What happened at the annual United Nations women’s conference this year? Over 10 days of both mercifully brief and far-too-long speeches by policy people, government ministers, UN staff members and a wide array of other experts, the 58th session of the Commission on the Status of Women ended on a hush. It was as if everyone involved was far too fatigued to pronounce further on the quest to upset the status quo of a world that is predominately ruled by men.

The long slog for gender equality, for winning women’s full and incontrovertible rights and snuffing out gender discrimination, pervaded deliberations and discussions, given that the official theme was closing the gap on the current Millennium Development Goals (MDG) for women and girls and writing a new set for the post-2015 era. It is a critical time for shaping an ambitious agenda for empowering women and girls while finishing up the work at hand, speakers messaged over and over to audiences, made up mostly of women — who hardly need reminders of what must be done.

Despite the 2015 MDG deadline, the conference, which featured dozens of events at the UN and off campus, lacked a strong sense of excitement if not urgency, leaving it a pale comparison to last year’s conference, which centered on ending violence against women.

This year, however, the recurring recommendation for the next MDGs was that a stand-alone goal on gender equality must be included and that a major benefit of the current MDGs, despite some of their worst failures, was to draw attention to the plight of women around the world. Organizations from all over the globe have injected their say on the future MDGs, including such stalwarts as the Association for Women’s Rights in Development, but what the goals will actually look like come January 2016 remains up for debate. The final document from this year’s conference reiterates the need for a stand-alone goal that promotes the human rights of women and girls.

Last year, Michelle Bachelet was the head of UN Women, and on the final day of the women’s conference, she announced her sudden, though half-expected, departure from the UN so she could officially run for president in her home country of Chile. (Bachelet, 62, won in November and began office in March.) At the UN, she had attracted adoring crowds of all nationalities and ages in the hallways and meeting rooms.

Bachelet’s replacement, Phumzile Mlambo-Ngcuka, 58, of South Africa, is still warming up to her job, which she started in August. She is a far less vehement speaker than Bachelet for now, looking fixedly at her audience, yet she stands clear on the side of women’s rights.

At a press briefing opening the conference, held March 10-21, Mlambo-Ngucka remarked, “Don’t ask me any difficult questions,” as she proceeded to reiterate the achievements for women, even if the gains have played out unevenly, and sub-Saharan Africa and South Asia are still the sorest places on earth to live.

The list of wins is impressive: more women parliamentarians, more girls in school, fewer women dying in childbirth and more gender-diverse workplaces and women in the labor force.

What’s important in measuring gender equality, Mlambo-Ngucka added, are gender-disaggregated data that can hone in on the outstanding problems, a theme that Bachelet emphasized when she ran UN Women and that is far from resolved. Others are focusing on data collection as well: the Bill and Melinda Gates Foundation and the Bill, Hillary and Chelsea Clinton Foundation are teaming up to improve data gathering and analysis on women and girls in the economic, social, political and cultural spheres around the world.
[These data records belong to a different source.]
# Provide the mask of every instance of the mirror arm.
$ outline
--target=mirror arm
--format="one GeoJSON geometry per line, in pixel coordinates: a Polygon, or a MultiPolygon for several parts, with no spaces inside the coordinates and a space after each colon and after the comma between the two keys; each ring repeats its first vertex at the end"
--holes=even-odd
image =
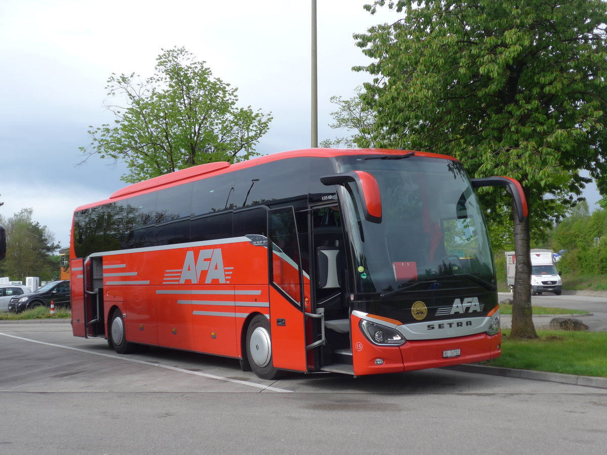
{"type": "Polygon", "coordinates": [[[381,223],[381,197],[377,180],[368,172],[350,170],[320,177],[320,182],[327,186],[354,183],[361,195],[365,219],[371,223],[381,223]]]}
{"type": "Polygon", "coordinates": [[[514,200],[514,207],[517,211],[518,222],[522,223],[527,219],[529,216],[527,198],[525,197],[523,187],[518,180],[510,177],[493,177],[473,178],[470,183],[473,188],[480,188],[481,186],[505,186],[514,200]]]}

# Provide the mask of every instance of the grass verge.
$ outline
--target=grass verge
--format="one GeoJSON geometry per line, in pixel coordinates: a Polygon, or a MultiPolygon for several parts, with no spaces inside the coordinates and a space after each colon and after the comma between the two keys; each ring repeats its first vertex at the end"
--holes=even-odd
{"type": "MultiPolygon", "coordinates": [[[[549,306],[534,306],[534,314],[586,314],[589,311],[566,308],[553,308],[549,306]]],[[[507,303],[500,304],[500,314],[512,314],[512,306],[507,303]]]]}
{"type": "Polygon", "coordinates": [[[55,314],[50,314],[50,309],[46,306],[39,306],[33,309],[28,309],[21,313],[0,312],[0,320],[26,321],[30,319],[69,319],[72,316],[68,309],[56,309],[55,314]]]}
{"type": "Polygon", "coordinates": [[[607,332],[538,331],[535,340],[512,340],[502,331],[501,356],[484,365],[607,377],[607,332]]]}

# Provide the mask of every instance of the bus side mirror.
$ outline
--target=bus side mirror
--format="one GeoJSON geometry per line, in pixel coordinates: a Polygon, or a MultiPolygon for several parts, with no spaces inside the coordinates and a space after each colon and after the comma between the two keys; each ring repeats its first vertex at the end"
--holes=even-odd
{"type": "Polygon", "coordinates": [[[334,174],[320,177],[325,185],[344,185],[353,183],[361,195],[365,219],[371,223],[381,223],[381,195],[375,177],[362,170],[334,174]]]}
{"type": "Polygon", "coordinates": [[[0,261],[6,256],[6,231],[0,226],[0,261]]]}
{"type": "Polygon", "coordinates": [[[518,217],[518,222],[521,223],[527,219],[529,216],[527,198],[525,197],[523,187],[518,180],[510,177],[493,177],[473,178],[470,182],[473,188],[480,188],[481,186],[505,186],[514,200],[514,207],[518,217]]]}

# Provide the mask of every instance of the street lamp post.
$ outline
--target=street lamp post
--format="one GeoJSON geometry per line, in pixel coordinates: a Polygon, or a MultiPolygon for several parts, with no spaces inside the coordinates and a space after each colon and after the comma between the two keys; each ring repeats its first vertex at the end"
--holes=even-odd
{"type": "Polygon", "coordinates": [[[318,78],[316,58],[316,0],[312,0],[312,99],[311,145],[318,147],[318,78]]]}

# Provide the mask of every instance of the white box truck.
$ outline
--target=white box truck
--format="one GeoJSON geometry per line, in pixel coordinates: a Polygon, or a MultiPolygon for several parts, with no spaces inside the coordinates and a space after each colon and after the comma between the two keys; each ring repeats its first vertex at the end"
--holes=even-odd
{"type": "MultiPolygon", "coordinates": [[[[554,292],[560,295],[563,281],[552,261],[552,252],[549,249],[531,250],[531,294],[541,295],[542,292],[554,292]]],[[[506,252],[506,274],[508,286],[514,286],[516,256],[514,251],[506,252]]]]}

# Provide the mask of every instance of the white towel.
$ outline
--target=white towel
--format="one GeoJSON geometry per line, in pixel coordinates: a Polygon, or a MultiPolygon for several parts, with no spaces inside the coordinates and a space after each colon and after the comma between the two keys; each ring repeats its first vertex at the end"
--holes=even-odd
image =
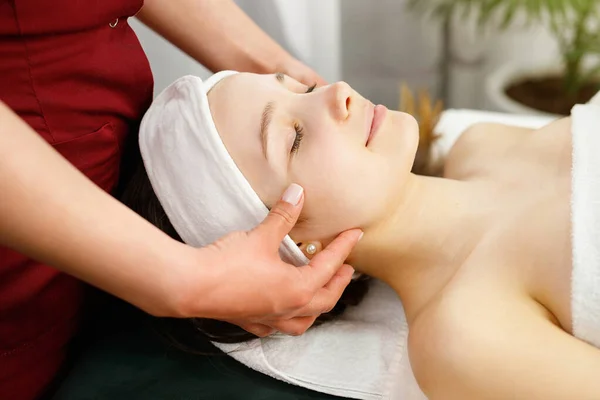
{"type": "Polygon", "coordinates": [[[600,92],[571,115],[573,334],[600,348],[600,92]]]}
{"type": "MultiPolygon", "coordinates": [[[[208,92],[236,73],[221,71],[204,81],[179,78],[154,99],[140,126],[140,152],[152,189],[191,246],[250,230],[268,213],[229,155],[210,112],[208,92]]],[[[279,253],[290,264],[308,263],[289,236],[279,253]]]]}

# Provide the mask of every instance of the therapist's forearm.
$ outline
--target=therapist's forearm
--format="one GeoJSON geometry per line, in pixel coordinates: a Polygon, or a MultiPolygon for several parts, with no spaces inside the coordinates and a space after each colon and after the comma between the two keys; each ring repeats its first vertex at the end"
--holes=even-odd
{"type": "Polygon", "coordinates": [[[156,315],[174,313],[169,272],[189,251],[99,189],[1,101],[0,245],[156,315]]]}
{"type": "Polygon", "coordinates": [[[231,0],[145,0],[137,16],[213,72],[273,73],[292,59],[231,0]]]}

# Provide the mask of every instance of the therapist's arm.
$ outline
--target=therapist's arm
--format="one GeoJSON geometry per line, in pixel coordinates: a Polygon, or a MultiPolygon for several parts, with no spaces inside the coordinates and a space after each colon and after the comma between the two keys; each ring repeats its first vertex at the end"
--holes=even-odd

“Data shows there are solutions,” Mlambo-Ngucka said.

The list of deficits for women appears to be much longer than the roster of achievements, women’s advocates repeated at the UN conference: women face incredibly high rates of violence by men, despite all the treaties and laws enshrining women’s rights; and financing programs for promoting gender equality and women’s roles in peace talks, from the policy-making rungs to the grass-roots bases, are shockingly low or the money never lands in the right hands because of corruption.
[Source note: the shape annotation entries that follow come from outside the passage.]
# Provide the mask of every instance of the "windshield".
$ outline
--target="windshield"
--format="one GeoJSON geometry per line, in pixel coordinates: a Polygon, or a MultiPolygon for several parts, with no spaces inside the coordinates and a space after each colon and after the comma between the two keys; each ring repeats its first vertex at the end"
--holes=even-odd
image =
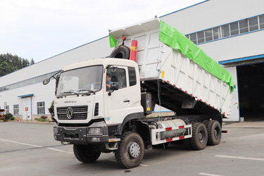
{"type": "Polygon", "coordinates": [[[103,65],[63,72],[58,84],[57,96],[87,94],[101,89],[103,65]]]}

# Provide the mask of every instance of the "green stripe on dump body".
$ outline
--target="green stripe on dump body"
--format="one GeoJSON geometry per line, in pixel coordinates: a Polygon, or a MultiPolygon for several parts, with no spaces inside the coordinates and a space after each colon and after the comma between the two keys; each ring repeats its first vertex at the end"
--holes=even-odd
{"type": "Polygon", "coordinates": [[[174,49],[177,49],[194,61],[204,70],[227,83],[231,93],[234,91],[234,82],[231,74],[215,60],[210,58],[186,36],[161,20],[159,40],[174,49]]]}

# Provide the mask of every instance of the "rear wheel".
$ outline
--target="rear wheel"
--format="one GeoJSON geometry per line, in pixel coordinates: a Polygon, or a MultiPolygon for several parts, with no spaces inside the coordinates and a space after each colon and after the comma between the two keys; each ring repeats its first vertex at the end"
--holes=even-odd
{"type": "Polygon", "coordinates": [[[207,124],[208,141],[207,144],[211,146],[218,145],[221,141],[222,128],[219,122],[213,120],[207,124]]]}
{"type": "Polygon", "coordinates": [[[96,161],[101,155],[101,152],[95,146],[73,144],[73,153],[76,158],[82,163],[96,161]]]}
{"type": "Polygon", "coordinates": [[[192,137],[190,138],[191,146],[195,150],[206,148],[208,141],[206,127],[203,123],[196,122],[192,126],[192,137]]]}
{"type": "Polygon", "coordinates": [[[138,166],[144,156],[144,142],[137,132],[127,132],[121,137],[118,149],[115,152],[116,161],[122,167],[138,166]]]}

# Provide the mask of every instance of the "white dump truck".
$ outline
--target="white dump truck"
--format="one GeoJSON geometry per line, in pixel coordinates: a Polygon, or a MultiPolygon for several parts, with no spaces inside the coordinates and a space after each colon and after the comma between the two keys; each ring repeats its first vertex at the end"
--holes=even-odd
{"type": "Polygon", "coordinates": [[[81,162],[113,151],[126,168],[139,165],[145,149],[177,140],[195,150],[220,142],[234,89],[226,70],[156,18],[110,30],[109,38],[109,57],[54,76],[56,140],[73,144],[81,162]],[[174,115],[153,117],[156,104],[174,115]]]}

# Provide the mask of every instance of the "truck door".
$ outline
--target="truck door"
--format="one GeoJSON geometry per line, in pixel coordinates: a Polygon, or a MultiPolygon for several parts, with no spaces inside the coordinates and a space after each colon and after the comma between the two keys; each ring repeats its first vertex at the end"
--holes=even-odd
{"type": "MultiPolygon", "coordinates": [[[[110,73],[108,69],[108,73],[110,73]]],[[[106,79],[106,74],[104,75],[106,79]]],[[[109,90],[104,90],[105,120],[107,124],[119,124],[129,114],[130,110],[130,92],[128,83],[127,68],[118,66],[118,90],[108,95],[109,90]]]]}

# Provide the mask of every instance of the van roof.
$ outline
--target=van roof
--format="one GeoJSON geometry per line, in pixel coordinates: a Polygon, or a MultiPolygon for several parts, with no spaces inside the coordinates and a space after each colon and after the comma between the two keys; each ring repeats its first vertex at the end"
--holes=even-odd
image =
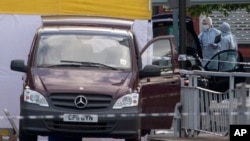
{"type": "Polygon", "coordinates": [[[134,23],[129,19],[81,15],[44,15],[42,22],[43,26],[94,26],[126,30],[130,30],[134,23]]]}

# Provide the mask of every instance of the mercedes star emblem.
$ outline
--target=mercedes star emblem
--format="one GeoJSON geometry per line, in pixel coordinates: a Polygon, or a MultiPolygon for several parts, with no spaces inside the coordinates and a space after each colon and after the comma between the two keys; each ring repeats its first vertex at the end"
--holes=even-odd
{"type": "Polygon", "coordinates": [[[79,109],[83,109],[87,106],[88,100],[85,96],[79,95],[74,100],[75,106],[79,109]]]}

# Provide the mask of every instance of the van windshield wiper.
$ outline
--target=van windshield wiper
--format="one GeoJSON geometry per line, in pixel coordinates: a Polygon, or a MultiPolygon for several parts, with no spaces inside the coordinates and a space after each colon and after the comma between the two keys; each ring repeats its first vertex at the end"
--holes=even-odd
{"type": "Polygon", "coordinates": [[[77,63],[77,64],[81,64],[81,66],[86,66],[86,67],[102,67],[102,68],[108,68],[108,69],[112,69],[112,70],[118,70],[115,67],[109,66],[109,65],[105,65],[102,63],[96,63],[96,62],[80,62],[80,61],[68,61],[68,60],[61,60],[62,63],[77,63]]]}

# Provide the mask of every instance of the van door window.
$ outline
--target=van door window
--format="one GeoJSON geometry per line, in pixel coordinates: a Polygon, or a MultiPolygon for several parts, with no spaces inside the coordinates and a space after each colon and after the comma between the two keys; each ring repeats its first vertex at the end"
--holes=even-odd
{"type": "Polygon", "coordinates": [[[158,65],[161,74],[173,73],[172,57],[170,40],[157,40],[142,54],[143,66],[158,65]]]}

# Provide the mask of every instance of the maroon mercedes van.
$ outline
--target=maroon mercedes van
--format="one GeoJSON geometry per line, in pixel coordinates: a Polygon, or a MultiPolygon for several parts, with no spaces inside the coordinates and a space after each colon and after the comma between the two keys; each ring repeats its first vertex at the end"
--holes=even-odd
{"type": "Polygon", "coordinates": [[[169,129],[180,101],[173,36],[139,49],[133,21],[106,17],[44,16],[23,72],[19,140],[37,136],[123,138],[169,129]],[[161,116],[165,115],[165,116],[161,116]]]}

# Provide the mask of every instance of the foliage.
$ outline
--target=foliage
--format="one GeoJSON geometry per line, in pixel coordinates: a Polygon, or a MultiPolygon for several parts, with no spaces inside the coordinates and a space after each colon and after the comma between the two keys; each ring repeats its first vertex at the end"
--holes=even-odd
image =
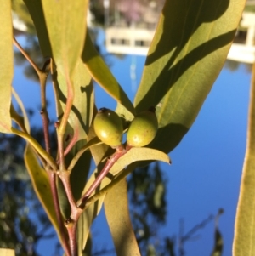
{"type": "MultiPolygon", "coordinates": [[[[129,218],[124,178],[135,168],[144,166],[144,161],[145,164],[171,162],[167,154],[190,128],[224,65],[245,1],[192,0],[184,5],[179,0],[167,0],[133,104],[90,38],[86,24],[88,1],[24,2],[47,60],[40,68],[13,39],[11,3],[2,1],[0,36],[5,40],[0,43],[0,131],[26,139],[24,159],[33,188],[67,256],[91,253],[90,227],[103,204],[117,255],[140,255],[129,218]],[[23,103],[11,86],[12,42],[38,77],[43,144],[31,134],[23,103]],[[51,149],[47,110],[48,74],[58,119],[54,123],[56,156],[51,149]],[[134,117],[156,107],[159,128],[151,143],[134,147],[124,142],[114,149],[95,136],[94,82],[116,101],[116,112],[125,126],[123,134],[134,117]],[[13,105],[12,94],[22,114],[13,105]],[[96,168],[90,175],[92,161],[96,168]]],[[[164,205],[161,179],[156,185],[152,213],[164,205]]],[[[157,216],[163,220],[163,215],[162,212],[157,216]]],[[[218,229],[216,234],[213,253],[220,253],[218,229]]],[[[166,245],[171,255],[172,241],[167,240],[166,245]]],[[[153,254],[153,248],[150,253],[153,254]]]]}

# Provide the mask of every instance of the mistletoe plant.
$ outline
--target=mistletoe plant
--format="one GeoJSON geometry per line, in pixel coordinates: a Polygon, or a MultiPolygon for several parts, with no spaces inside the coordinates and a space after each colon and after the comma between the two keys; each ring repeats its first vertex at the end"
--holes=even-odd
{"type": "Polygon", "coordinates": [[[90,227],[103,204],[116,254],[140,255],[125,177],[151,161],[170,162],[167,154],[189,131],[223,67],[245,0],[167,0],[133,103],[89,37],[88,0],[24,2],[46,61],[37,66],[14,38],[11,1],[1,0],[0,131],[27,141],[27,170],[67,256],[89,253],[90,227]],[[13,44],[39,77],[44,145],[31,135],[23,103],[12,88],[13,44]],[[49,74],[57,156],[50,150],[49,74]],[[97,110],[94,82],[116,101],[116,110],[97,110]],[[122,141],[125,133],[128,142],[122,141]],[[92,161],[96,169],[89,176],[92,161]]]}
Too many women remain dirt poor or cope with the ravages of conflict in their community, country or home; women are consistently underpaid for their work or not paid at all; in many countries, they can’t own land, sign legal documents or open bank accounts, reminders of their second-class citizenship. Older women are subject to abuse as much as younger women. Pubescent and prepubescent girls are forced into marriages or have their genitalia cut, even at infancy; more women are contracting HIV/AIDS; unsafe abortions are prevalent in certain countries and regions. The majority of people who are “trafficked” worldwide are women and girls.
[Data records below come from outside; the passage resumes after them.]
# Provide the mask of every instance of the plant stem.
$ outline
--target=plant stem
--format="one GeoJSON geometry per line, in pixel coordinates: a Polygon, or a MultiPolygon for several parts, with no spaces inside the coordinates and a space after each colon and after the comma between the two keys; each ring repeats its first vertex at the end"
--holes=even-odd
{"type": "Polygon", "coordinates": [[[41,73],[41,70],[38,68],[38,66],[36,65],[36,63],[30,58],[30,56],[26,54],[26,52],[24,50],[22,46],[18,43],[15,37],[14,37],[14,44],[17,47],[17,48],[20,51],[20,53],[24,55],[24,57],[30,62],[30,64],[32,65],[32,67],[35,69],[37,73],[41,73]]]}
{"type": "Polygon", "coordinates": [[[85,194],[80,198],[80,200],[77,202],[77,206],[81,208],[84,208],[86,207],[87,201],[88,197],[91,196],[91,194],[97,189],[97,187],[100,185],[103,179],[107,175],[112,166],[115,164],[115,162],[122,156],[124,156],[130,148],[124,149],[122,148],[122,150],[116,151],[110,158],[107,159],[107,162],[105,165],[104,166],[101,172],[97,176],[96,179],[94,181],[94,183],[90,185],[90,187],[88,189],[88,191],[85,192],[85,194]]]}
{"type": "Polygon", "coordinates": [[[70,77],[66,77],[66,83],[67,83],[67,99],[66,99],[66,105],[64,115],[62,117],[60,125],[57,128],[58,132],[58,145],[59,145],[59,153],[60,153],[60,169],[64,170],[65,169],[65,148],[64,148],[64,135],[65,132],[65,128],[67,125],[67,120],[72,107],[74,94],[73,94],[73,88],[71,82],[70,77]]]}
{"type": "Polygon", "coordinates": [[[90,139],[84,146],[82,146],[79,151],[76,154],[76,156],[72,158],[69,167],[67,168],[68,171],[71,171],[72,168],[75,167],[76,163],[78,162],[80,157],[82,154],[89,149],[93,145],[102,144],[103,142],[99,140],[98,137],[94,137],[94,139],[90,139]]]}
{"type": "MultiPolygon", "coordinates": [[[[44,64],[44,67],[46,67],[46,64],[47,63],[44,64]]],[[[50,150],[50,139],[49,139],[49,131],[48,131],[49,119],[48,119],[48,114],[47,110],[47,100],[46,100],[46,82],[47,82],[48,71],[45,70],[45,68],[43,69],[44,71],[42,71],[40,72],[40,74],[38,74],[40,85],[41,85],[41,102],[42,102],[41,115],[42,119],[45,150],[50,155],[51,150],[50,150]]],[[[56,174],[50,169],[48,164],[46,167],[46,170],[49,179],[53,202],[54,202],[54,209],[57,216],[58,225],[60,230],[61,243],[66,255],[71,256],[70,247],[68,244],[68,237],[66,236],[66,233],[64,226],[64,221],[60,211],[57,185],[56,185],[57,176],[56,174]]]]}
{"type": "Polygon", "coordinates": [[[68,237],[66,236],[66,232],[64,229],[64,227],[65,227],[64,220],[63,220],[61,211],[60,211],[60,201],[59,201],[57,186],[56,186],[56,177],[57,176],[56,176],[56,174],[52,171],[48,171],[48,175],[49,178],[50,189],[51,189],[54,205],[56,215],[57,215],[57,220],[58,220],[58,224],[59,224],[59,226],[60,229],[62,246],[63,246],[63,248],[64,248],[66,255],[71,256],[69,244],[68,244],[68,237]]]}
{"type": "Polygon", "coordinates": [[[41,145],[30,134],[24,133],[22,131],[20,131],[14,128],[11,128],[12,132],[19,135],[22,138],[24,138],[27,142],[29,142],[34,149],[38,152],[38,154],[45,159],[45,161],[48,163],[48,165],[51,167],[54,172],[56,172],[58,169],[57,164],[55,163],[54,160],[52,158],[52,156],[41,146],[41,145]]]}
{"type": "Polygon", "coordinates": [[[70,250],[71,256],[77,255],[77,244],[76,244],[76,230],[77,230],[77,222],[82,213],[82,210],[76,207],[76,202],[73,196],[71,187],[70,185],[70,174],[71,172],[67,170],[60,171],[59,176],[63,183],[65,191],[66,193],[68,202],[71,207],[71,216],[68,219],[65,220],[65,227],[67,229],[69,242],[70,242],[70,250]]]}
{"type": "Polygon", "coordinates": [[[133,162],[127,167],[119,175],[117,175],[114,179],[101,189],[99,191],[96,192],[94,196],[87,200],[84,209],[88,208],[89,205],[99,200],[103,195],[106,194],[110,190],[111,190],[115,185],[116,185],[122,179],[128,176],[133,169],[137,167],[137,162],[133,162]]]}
Audience at the UN CSW, March 2014
Audience members at the 2014 UN Women's conference discussion on engaging men and boys to achieve the Millennium Development Goals. RYAN BROWN/UN WOMEN

The MDGs never touched the world’s poorest people, and 70 percent of that population is — once again — women and girls, Ursula Schaefer-Preuss, a German development expert and economist who is the chairwoman of the Global Water Partnership, said at the UN conference.

Mlambo-Ngcuka noted the ominous undertow that continues to threaten progress for women: male religious leaders — in Muslim and Christian orders alike — preventing women from winning their equal places in society and enjoying their legal rights.

What could advance the women’s movement in this regard, she said, is voices of progressive religious scholars countering the dogma of conservative religious leaders, who use cultural relativism to justify limiting women’s choices, like the ability to use contraceptives and to work outside the home (and in some places, like Afghanistan, to merely step outside the home).

The Holy See, which holds nonmember observer status at the UN — allowing it to participate in General Assembly meetings but not vote on resolutions — has historically voiced its stance on the rights of women, positions often at odds with the majority of desires expressed at the women’s conference this year and in the past.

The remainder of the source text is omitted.